Most lenders and creditors are going to rely primarily on your credit score to decide whether to give you a loan or what interest rate they will offer. While they will look at other factors, such as your income and your relationship with that lender your credit score is going to be very important.
What Impacts Your Credit Report?
While FICO keeps the algorithms to determine your credit score secret, we do know what influences your credit. Credit scores are 10% credit history, 10% credit mix, 15% length of credit history, 35% payment history, and 30% amounts owed.
What Is a Good Credit Score?
Every individual lender sets their own guidelines for what they consider a good score. However, there are industry averages. Credit scores range from 300 to 850. A very poor score is 300-499. A poor score is 500-600. A fair score is 601-660. A good score is 661-780. An excellent score is 781-850.

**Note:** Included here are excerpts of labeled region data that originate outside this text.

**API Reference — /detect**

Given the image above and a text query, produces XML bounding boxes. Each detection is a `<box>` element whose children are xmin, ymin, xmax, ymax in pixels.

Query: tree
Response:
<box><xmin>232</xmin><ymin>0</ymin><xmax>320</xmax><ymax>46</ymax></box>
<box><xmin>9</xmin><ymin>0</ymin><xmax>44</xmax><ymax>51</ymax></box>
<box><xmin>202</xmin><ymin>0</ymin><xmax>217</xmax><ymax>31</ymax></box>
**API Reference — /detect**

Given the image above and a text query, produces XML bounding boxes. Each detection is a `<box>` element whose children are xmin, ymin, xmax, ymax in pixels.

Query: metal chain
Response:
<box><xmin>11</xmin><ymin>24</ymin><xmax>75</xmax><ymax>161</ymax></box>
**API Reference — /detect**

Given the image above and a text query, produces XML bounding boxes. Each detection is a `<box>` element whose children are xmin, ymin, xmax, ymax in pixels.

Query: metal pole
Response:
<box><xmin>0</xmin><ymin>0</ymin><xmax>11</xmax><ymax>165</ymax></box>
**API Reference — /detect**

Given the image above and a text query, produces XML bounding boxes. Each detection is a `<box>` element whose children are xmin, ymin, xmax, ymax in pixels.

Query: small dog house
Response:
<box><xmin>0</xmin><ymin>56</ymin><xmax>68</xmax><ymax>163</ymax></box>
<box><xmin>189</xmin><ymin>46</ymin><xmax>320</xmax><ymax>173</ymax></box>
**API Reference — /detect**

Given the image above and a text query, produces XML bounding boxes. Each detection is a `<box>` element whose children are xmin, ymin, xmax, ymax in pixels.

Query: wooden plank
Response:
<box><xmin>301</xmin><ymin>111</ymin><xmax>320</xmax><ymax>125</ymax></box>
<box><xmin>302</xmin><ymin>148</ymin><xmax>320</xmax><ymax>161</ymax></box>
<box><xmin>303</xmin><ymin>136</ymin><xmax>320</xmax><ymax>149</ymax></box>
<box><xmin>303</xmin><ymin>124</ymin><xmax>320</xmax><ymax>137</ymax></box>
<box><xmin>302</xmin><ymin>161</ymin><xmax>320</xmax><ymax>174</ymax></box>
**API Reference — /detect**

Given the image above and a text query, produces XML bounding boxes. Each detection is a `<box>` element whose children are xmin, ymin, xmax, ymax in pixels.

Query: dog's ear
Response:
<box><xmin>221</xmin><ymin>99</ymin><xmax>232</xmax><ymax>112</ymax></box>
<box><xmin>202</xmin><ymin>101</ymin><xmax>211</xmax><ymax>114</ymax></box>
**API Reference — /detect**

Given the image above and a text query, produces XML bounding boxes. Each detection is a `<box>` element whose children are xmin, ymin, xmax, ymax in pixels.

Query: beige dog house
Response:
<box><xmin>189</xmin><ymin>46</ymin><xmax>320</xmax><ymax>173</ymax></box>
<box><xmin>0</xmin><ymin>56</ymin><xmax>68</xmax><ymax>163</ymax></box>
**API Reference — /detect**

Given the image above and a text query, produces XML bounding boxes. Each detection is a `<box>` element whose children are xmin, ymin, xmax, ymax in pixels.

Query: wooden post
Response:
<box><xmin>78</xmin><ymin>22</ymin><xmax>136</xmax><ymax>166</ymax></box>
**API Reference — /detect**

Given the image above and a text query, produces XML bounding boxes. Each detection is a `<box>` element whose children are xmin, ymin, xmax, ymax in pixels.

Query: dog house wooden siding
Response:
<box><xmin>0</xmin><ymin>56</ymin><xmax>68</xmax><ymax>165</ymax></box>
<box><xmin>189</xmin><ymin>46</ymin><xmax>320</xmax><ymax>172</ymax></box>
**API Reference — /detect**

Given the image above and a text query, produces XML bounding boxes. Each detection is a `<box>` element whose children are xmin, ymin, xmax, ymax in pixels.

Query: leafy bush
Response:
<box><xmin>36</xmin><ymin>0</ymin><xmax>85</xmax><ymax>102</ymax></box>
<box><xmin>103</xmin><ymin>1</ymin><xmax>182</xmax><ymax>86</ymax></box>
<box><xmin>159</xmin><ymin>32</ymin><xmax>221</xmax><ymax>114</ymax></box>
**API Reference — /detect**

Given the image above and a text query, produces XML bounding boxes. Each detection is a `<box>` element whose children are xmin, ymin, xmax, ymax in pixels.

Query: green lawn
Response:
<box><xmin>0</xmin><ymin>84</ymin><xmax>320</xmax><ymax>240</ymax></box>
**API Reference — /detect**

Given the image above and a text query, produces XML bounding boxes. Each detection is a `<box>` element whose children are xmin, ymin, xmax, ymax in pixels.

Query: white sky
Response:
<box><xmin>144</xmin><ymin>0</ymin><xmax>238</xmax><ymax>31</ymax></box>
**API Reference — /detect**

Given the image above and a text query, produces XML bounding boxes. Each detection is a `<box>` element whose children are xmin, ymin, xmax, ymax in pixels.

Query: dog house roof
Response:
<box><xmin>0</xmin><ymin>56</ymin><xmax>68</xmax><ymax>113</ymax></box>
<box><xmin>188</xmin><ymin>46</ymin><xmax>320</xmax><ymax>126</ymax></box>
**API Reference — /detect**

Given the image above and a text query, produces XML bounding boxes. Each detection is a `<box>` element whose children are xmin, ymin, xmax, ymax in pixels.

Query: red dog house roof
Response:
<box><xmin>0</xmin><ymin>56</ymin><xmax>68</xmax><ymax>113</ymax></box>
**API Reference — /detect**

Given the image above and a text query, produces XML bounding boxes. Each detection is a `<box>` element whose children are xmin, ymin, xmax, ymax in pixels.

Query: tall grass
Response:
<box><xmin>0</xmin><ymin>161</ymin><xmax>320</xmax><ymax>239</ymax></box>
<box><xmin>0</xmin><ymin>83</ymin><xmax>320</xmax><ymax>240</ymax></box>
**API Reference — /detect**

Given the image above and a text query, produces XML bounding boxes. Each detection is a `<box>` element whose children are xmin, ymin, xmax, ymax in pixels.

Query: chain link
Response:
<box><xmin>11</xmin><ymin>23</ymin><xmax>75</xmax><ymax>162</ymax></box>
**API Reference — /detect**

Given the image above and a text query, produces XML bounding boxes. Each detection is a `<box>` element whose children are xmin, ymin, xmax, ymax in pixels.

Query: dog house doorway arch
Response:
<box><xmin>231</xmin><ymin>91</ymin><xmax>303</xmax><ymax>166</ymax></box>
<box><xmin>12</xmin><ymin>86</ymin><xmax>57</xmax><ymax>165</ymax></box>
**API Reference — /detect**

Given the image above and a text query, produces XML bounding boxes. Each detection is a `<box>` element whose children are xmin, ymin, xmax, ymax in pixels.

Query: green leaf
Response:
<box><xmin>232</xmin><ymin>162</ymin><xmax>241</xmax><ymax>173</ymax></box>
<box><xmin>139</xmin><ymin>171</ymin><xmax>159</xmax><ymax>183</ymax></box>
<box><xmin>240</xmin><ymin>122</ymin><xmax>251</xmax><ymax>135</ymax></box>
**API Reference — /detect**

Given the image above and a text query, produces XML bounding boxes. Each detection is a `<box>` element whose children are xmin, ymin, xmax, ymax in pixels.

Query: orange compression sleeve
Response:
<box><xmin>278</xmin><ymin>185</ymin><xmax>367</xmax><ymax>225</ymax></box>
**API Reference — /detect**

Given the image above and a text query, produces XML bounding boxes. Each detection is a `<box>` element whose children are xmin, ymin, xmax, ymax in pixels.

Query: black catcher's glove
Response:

Way to Improve Your Credit Score?
There are several things you can do to improve your credit score. Avoid overutilization. Make all payments. Make your payments on time. Correct errors in your credit report. Open a variety of types of credit lines. Avoid closing older accounts.
Make All Payments
Missing payments is the easiest way to negatively impact your credit score. It is important to pay all of your payments on time to avoid “slow pays” and to pay them in full to avoid “no pays.”
If you cannot make all of your payments on time, it can be tempting to ignore the problem. That is a huge mistake! Instead, contact your creditors to see if you can negotiate a different payment schedule.
Watch Your Utilization
You are not penalized if you use too much credit. Instead, you are penalized if you use too much of a percentage of your credit. How much credit lenders are willing to extend depends on a combination of your credit score and your income. You want to utilize 30% or less of your available unsecured credit.
Use Your Credit
The only way to establish a good credit score is to use your credit. This can be tricky for people who prefer to have a cash-only purchase mentality. Instead of using cash to pay for everything, consider using credit cards to cover your daily bills and pay those expenses off monthly. Instead of purchasing automobiles or other high-ticket items in cash, use mostly cash to purchase them and finance a small amount of the purchase. You want to have a variety of different types of credit to improve your credit score.
Keep Old Accounts Open
If you are trying to improve your credit score, you may be tempted to close your old credit accounts. Do not do that! Part of your credit score depends on the age of your accounts.